Oakland Mayor Barbara Lee touted the city’s double-digit, year-over-year drop in crime Wednesday while acknowledging that gun violence continues to traumatize many communities.
Citing the Oakland Police Department’s end-of-year crime report, Lee said lawbreaking was down by 24% across the board in 2025, while the city’s 67 killings represent a 22% drop in homicides compared to the previous year.

“Even with the historic progress, gun violence remains a challenge and we’re continuing our work with all of our partners to address it and to reduce it,” Lee said during a news conference at City Hall. “And yes, of course, I would like to eliminate it, like all of you.”

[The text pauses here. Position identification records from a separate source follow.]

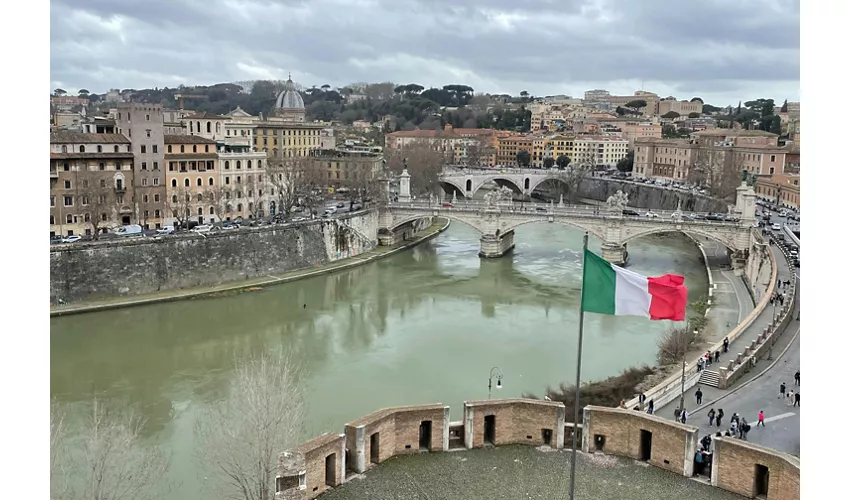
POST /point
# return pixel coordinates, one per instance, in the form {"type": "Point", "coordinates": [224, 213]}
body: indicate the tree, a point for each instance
{"type": "Point", "coordinates": [627, 164]}
{"type": "Point", "coordinates": [425, 162]}
{"type": "Point", "coordinates": [239, 438]}
{"type": "Point", "coordinates": [562, 161]}
{"type": "Point", "coordinates": [179, 205]}
{"type": "Point", "coordinates": [108, 461]}
{"type": "Point", "coordinates": [523, 158]}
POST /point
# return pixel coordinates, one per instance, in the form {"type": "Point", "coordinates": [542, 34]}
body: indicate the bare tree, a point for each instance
{"type": "Point", "coordinates": [240, 437]}
{"type": "Point", "coordinates": [425, 162]}
{"type": "Point", "coordinates": [109, 462]}
{"type": "Point", "coordinates": [179, 205]}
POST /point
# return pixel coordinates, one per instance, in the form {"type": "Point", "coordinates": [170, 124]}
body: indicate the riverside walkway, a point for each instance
{"type": "Point", "coordinates": [715, 397]}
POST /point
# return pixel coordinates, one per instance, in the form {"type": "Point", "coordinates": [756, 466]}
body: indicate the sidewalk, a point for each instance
{"type": "Point", "coordinates": [710, 394]}
{"type": "Point", "coordinates": [439, 225]}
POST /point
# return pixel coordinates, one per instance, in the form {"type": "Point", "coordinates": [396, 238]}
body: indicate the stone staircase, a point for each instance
{"type": "Point", "coordinates": [709, 378]}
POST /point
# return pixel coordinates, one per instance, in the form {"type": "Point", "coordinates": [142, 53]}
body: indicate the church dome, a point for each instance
{"type": "Point", "coordinates": [289, 98]}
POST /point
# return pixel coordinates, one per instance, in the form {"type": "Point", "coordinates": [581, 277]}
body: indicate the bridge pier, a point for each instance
{"type": "Point", "coordinates": [614, 253]}
{"type": "Point", "coordinates": [496, 245]}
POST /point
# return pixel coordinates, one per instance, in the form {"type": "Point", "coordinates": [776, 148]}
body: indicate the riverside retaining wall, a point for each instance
{"type": "Point", "coordinates": [97, 270]}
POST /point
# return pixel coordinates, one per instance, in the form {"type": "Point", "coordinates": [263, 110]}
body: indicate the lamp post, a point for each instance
{"type": "Point", "coordinates": [494, 372]}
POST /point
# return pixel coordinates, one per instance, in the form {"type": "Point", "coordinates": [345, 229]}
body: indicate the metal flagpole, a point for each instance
{"type": "Point", "coordinates": [578, 374]}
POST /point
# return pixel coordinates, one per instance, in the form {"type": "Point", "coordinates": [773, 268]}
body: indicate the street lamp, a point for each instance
{"type": "Point", "coordinates": [494, 372]}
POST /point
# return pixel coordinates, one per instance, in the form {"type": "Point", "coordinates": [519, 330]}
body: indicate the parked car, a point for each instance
{"type": "Point", "coordinates": [130, 230]}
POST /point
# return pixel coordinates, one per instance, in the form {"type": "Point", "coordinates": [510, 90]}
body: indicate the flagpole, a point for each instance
{"type": "Point", "coordinates": [578, 375]}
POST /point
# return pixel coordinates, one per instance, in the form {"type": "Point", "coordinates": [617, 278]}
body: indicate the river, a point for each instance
{"type": "Point", "coordinates": [423, 326]}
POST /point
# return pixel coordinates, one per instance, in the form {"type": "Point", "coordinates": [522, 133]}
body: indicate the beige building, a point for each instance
{"type": "Point", "coordinates": [684, 108]}
{"type": "Point", "coordinates": [91, 183]}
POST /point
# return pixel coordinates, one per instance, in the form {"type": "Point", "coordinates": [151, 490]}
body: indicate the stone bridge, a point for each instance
{"type": "Point", "coordinates": [497, 219]}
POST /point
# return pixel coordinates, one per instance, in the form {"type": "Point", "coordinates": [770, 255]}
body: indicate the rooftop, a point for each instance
{"type": "Point", "coordinates": [187, 139]}
{"type": "Point", "coordinates": [67, 137]}
{"type": "Point", "coordinates": [512, 472]}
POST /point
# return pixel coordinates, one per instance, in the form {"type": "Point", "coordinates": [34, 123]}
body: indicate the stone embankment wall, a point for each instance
{"type": "Point", "coordinates": [97, 270]}
{"type": "Point", "coordinates": [329, 460]}
{"type": "Point", "coordinates": [649, 196]}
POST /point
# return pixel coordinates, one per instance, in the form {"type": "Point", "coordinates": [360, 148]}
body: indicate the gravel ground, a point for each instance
{"type": "Point", "coordinates": [519, 472]}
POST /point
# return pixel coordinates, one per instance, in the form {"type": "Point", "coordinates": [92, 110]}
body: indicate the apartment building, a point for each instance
{"type": "Point", "coordinates": [143, 125]}
{"type": "Point", "coordinates": [91, 183]}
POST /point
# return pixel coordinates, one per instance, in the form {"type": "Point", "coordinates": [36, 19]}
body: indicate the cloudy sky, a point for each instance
{"type": "Point", "coordinates": [721, 50]}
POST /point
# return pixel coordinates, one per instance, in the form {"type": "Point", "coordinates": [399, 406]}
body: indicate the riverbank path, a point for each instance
{"type": "Point", "coordinates": [742, 390]}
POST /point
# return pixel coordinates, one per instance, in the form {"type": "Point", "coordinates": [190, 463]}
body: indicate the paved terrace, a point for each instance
{"type": "Point", "coordinates": [753, 391]}
{"type": "Point", "coordinates": [520, 472]}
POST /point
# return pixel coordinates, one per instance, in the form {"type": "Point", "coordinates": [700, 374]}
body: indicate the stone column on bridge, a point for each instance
{"type": "Point", "coordinates": [404, 185]}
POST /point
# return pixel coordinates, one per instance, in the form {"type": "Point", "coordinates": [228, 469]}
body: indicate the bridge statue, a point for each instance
{"type": "Point", "coordinates": [618, 201]}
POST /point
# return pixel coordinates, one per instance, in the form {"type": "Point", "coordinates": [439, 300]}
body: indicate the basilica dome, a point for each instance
{"type": "Point", "coordinates": [289, 98]}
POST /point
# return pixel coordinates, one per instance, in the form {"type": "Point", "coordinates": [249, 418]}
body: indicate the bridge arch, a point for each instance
{"type": "Point", "coordinates": [724, 239]}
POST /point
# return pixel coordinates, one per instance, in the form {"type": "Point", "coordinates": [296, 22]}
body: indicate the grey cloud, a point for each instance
{"type": "Point", "coordinates": [541, 45]}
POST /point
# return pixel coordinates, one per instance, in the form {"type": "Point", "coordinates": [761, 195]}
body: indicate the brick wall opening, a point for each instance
{"type": "Point", "coordinates": [762, 479]}
{"type": "Point", "coordinates": [425, 435]}
{"type": "Point", "coordinates": [330, 470]}
{"type": "Point", "coordinates": [645, 452]}
{"type": "Point", "coordinates": [374, 448]}
{"type": "Point", "coordinates": [490, 430]}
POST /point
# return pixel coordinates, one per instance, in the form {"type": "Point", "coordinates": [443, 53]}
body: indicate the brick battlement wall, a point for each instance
{"type": "Point", "coordinates": [326, 461]}
{"type": "Point", "coordinates": [133, 266]}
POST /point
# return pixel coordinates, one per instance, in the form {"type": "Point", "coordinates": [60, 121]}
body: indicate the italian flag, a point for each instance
{"type": "Point", "coordinates": [610, 289]}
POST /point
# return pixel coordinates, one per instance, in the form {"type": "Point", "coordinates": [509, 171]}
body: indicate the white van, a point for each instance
{"type": "Point", "coordinates": [130, 230]}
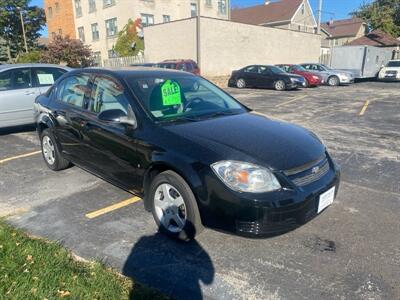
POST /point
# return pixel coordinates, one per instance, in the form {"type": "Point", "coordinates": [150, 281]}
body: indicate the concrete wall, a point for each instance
{"type": "Point", "coordinates": [171, 40]}
{"type": "Point", "coordinates": [123, 10]}
{"type": "Point", "coordinates": [227, 46]}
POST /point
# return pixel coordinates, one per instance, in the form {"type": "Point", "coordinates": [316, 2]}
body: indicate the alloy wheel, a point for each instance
{"type": "Point", "coordinates": [48, 150]}
{"type": "Point", "coordinates": [170, 208]}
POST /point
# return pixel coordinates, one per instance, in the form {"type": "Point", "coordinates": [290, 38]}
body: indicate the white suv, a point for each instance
{"type": "Point", "coordinates": [391, 71]}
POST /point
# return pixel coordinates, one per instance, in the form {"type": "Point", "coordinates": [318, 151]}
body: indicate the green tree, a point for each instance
{"type": "Point", "coordinates": [11, 28]}
{"type": "Point", "coordinates": [381, 14]}
{"type": "Point", "coordinates": [71, 52]}
{"type": "Point", "coordinates": [127, 38]}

Lee, Interim Police Chief James Beere and Holly Joshi, who heads Oakland’s Department of Violence Prevention, said the statistics reflect the city’s ongoing commitment to work across departments and in cooperation with faith-based groups and community organizations on policing strategies and curbing violence of all kinds, particularly gun violence.
Joshi said Oakland began to see real progress when it reestablished its commitment to the city’s Ceasefire program in 2023.

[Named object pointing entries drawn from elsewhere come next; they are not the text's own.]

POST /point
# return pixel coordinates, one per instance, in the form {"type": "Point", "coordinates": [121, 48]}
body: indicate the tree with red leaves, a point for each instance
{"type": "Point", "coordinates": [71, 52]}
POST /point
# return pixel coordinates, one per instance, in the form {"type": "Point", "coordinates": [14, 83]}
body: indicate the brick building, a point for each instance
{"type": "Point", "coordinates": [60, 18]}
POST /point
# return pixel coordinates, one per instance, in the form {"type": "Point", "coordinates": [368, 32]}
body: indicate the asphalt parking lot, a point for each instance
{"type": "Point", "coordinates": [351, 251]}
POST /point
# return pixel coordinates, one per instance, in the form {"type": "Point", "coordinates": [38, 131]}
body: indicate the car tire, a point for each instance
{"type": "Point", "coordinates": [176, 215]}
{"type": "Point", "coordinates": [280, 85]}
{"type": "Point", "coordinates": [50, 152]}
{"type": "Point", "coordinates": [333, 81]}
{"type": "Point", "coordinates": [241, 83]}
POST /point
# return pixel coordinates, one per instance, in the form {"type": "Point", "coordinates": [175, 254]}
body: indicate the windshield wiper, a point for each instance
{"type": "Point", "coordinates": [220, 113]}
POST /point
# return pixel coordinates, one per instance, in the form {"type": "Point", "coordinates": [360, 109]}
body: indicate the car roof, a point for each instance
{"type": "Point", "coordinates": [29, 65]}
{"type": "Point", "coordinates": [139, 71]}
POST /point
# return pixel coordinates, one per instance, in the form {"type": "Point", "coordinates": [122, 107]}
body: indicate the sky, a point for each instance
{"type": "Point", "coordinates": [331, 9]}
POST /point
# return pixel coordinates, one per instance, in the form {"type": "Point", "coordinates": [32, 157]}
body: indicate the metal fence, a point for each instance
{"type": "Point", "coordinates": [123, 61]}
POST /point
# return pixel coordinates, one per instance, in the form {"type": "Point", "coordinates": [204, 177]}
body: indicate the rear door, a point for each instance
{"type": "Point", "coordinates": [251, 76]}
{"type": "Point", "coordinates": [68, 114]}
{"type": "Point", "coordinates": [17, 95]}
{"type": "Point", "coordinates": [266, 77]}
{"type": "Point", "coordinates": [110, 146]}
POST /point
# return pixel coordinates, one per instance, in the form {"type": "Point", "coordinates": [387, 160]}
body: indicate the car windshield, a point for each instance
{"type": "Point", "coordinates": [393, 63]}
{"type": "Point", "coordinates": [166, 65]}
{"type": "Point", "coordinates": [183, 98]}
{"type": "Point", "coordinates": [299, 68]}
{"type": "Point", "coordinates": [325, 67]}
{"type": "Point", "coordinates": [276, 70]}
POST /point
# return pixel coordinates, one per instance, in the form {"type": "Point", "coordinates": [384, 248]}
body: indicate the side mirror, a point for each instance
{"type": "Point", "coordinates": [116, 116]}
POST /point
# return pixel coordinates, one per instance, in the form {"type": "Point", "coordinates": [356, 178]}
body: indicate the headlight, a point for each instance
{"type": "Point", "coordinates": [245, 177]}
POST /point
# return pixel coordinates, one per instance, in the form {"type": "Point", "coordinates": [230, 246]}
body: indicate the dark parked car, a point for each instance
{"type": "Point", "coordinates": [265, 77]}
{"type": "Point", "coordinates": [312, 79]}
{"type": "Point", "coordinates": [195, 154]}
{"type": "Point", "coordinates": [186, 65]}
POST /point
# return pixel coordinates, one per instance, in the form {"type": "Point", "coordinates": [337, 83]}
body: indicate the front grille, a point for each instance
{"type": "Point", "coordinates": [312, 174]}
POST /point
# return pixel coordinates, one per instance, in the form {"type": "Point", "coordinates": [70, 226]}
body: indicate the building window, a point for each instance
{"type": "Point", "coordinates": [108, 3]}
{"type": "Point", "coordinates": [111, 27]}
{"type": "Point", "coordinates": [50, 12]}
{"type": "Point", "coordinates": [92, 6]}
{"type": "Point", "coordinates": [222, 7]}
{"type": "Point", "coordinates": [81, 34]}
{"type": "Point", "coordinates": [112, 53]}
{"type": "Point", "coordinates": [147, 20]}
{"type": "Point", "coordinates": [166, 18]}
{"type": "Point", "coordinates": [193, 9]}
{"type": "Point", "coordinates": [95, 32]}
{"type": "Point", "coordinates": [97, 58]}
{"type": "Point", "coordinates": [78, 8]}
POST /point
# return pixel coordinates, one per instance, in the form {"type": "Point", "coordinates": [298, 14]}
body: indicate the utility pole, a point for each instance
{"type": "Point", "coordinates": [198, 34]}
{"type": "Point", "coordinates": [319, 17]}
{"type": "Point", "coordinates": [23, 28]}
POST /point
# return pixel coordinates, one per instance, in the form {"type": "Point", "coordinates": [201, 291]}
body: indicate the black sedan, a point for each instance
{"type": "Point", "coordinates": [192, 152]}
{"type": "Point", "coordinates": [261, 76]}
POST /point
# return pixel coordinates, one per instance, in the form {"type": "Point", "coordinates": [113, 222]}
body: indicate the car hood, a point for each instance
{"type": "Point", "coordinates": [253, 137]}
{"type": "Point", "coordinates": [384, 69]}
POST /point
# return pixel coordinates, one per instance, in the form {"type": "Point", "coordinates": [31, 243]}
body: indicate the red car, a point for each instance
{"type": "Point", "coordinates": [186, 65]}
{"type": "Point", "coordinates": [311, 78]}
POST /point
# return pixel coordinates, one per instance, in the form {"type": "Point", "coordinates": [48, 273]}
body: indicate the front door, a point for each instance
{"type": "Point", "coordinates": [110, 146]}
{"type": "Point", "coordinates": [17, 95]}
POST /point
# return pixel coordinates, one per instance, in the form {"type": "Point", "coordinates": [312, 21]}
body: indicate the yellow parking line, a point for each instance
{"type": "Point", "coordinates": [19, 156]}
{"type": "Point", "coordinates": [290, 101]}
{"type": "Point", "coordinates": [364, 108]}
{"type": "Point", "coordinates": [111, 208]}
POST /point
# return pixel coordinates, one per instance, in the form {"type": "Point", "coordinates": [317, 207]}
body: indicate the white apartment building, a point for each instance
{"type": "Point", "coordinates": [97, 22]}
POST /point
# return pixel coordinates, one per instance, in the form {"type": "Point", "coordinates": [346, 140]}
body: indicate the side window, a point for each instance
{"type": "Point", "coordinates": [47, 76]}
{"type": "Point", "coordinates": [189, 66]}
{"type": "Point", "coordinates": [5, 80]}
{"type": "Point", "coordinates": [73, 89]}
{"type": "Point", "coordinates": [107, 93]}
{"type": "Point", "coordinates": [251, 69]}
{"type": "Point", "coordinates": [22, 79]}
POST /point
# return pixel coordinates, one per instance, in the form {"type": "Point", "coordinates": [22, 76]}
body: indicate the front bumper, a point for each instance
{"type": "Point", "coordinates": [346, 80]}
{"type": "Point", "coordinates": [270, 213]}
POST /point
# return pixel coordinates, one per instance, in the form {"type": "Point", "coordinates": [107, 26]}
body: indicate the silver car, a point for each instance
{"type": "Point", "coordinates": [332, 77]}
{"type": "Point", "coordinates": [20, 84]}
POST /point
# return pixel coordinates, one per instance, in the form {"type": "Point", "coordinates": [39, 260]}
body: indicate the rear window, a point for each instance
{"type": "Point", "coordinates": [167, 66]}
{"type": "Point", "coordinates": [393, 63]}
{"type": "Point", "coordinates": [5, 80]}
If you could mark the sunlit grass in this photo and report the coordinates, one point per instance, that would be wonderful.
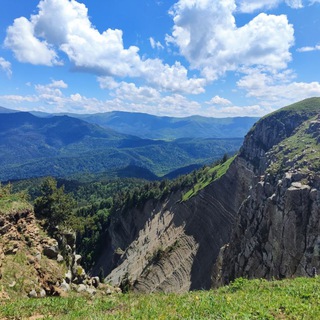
(256, 299)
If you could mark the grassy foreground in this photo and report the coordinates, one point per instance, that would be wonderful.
(256, 299)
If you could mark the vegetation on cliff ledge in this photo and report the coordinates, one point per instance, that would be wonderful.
(255, 299)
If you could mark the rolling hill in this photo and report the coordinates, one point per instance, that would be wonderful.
(62, 146)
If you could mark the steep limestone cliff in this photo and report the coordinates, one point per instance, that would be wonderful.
(262, 216)
(277, 232)
(172, 245)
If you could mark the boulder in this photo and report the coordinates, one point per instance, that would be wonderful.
(51, 252)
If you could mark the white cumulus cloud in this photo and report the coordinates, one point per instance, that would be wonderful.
(5, 66)
(63, 25)
(206, 34)
(249, 6)
(277, 89)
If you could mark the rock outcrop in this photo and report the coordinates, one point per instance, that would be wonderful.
(32, 264)
(262, 216)
(277, 232)
(172, 245)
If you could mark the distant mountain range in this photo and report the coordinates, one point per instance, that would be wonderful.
(62, 146)
(148, 126)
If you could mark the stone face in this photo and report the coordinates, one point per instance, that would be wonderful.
(277, 231)
(51, 252)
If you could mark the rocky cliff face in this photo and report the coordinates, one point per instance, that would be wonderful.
(31, 263)
(172, 245)
(262, 216)
(277, 232)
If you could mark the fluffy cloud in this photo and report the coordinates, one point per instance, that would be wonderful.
(155, 44)
(63, 25)
(26, 47)
(308, 49)
(206, 34)
(216, 100)
(277, 89)
(248, 6)
(5, 66)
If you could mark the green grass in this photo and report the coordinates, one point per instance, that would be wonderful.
(256, 299)
(211, 175)
(300, 150)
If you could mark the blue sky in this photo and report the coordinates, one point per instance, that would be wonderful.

The Ceasefire program is a data-driven effort to root out the causes of violence one person at a time.
“The experts in the field estimate that in Oakland at any given time there’s between 240 and 350 people that are most at risk of being involved in gun violence,” Joshi said. “So the strategy is specifically meant to identify and then intervene in the lives of those specific people.”
OPD committed to curbing crime
Beere said his department is fully on board with the program and other non-traditional efforts to curb crime.

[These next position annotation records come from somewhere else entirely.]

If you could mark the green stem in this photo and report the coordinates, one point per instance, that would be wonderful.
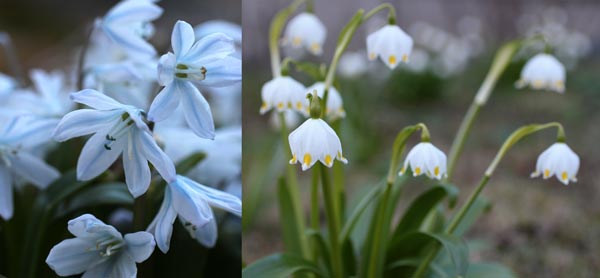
(332, 222)
(292, 182)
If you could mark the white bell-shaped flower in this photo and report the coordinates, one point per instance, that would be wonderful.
(306, 30)
(558, 160)
(391, 44)
(335, 104)
(283, 93)
(314, 141)
(425, 158)
(543, 71)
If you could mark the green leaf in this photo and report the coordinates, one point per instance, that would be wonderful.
(280, 265)
(102, 194)
(420, 208)
(489, 270)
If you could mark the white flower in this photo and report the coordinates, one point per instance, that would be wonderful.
(335, 104)
(119, 130)
(283, 93)
(425, 158)
(314, 141)
(391, 44)
(558, 160)
(99, 250)
(543, 71)
(306, 30)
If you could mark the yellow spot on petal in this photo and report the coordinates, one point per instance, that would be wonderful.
(328, 160)
(417, 171)
(307, 159)
(392, 60)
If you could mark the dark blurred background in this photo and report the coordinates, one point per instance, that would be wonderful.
(539, 228)
(48, 35)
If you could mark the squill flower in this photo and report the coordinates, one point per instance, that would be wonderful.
(390, 44)
(206, 61)
(16, 160)
(283, 93)
(128, 25)
(118, 129)
(558, 160)
(335, 105)
(99, 250)
(314, 141)
(543, 71)
(192, 202)
(306, 30)
(425, 158)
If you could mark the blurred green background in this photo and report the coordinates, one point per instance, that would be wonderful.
(539, 228)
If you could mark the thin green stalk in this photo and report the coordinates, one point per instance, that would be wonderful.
(333, 223)
(292, 182)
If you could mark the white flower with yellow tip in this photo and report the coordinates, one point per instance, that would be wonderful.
(335, 104)
(558, 160)
(543, 71)
(390, 44)
(282, 93)
(314, 141)
(425, 158)
(306, 30)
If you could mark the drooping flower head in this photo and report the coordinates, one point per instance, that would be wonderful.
(425, 158)
(543, 72)
(128, 25)
(306, 30)
(99, 250)
(118, 129)
(206, 61)
(283, 93)
(192, 202)
(558, 160)
(391, 44)
(314, 141)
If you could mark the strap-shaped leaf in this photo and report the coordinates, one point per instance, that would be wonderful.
(280, 265)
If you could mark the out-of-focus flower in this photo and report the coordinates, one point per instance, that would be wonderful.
(425, 158)
(283, 93)
(128, 25)
(335, 104)
(118, 129)
(543, 71)
(558, 160)
(99, 250)
(390, 44)
(192, 202)
(206, 61)
(16, 140)
(306, 30)
(314, 141)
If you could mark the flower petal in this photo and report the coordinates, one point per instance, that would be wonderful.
(82, 122)
(162, 225)
(6, 194)
(33, 169)
(95, 99)
(95, 158)
(196, 110)
(182, 38)
(165, 103)
(140, 245)
(72, 256)
(137, 172)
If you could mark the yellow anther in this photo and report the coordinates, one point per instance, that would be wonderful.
(328, 160)
(307, 159)
(392, 60)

“We’re not trying to arrest our way out of this problem,” he said.
Still, the department responded to 203,000 calls for service in 2025, took 1,200 guns off the streets and had a 95% clearance rate for homicides, according to Beere.
“If you engage in violent crime, we will catch you and we will bring you to justice and you will be charged,” Beere said.
“If you engage in violent crime, we will catch you and we will bring you to justice and you will be charged.” Paul Beere, interim chief of police
He also praised the department’s use of technology, like the city’s automated gunfire detection system, license plate readers and drones, as well as reorganization efforts that emphasize the patrol division and improving response times, including by hiring more 911 dispatchers.
In addition, Oakland Fire Chief Damon Covington said the MACRO program, which his department runs, has responded to 10,000 non-violent, non-emergency calls in the past three years and is designed to intervene in situations that don’t necessarily require a sworn police officer’s assistance.
“The program connects residents to care while allowing police to focus on violent crime and fire crews to respond to emergencies that require emergency medical support,” Covington said.

In addition to the drop in homicides in 2025, the city saw a 43% drop in robberies, a 49% drop in carjackings, a 39% drop in auto thefts and a 47% drop in commercial burglaries.
Lee and others acknowledged that the statistics themselves won’t necessarily make Oaklanders feel safe, especially if they or someone they know have been crime victims.
A matter of perspective
Lisa Hill, a California State University, East Bay professor of criminal justice, agrees and said it’s important for city leaders to address both crime and people’s perceptions of their own safety.
“I think that it sounds like they have addressed what the research has consistently reported, and that is using an evidence-based approach to law enforcement, specifically targeting high-crime, high-victim areas and actually working with the community,” Hill said.
She cautioned, however, that for people living in high-crime areas or who have been victimized, the numbers might seem like smoke-and-mirrors.
“If I were living there and I was hearing these numbers, that could have an opposing effect for me because I might be, ‘Wait a minute, I just got robbed last week and my cousin was just robbed and my neighbor down the street was murdered,’ and so that could feel as though certain communities are being left behind in these numbers,” she said.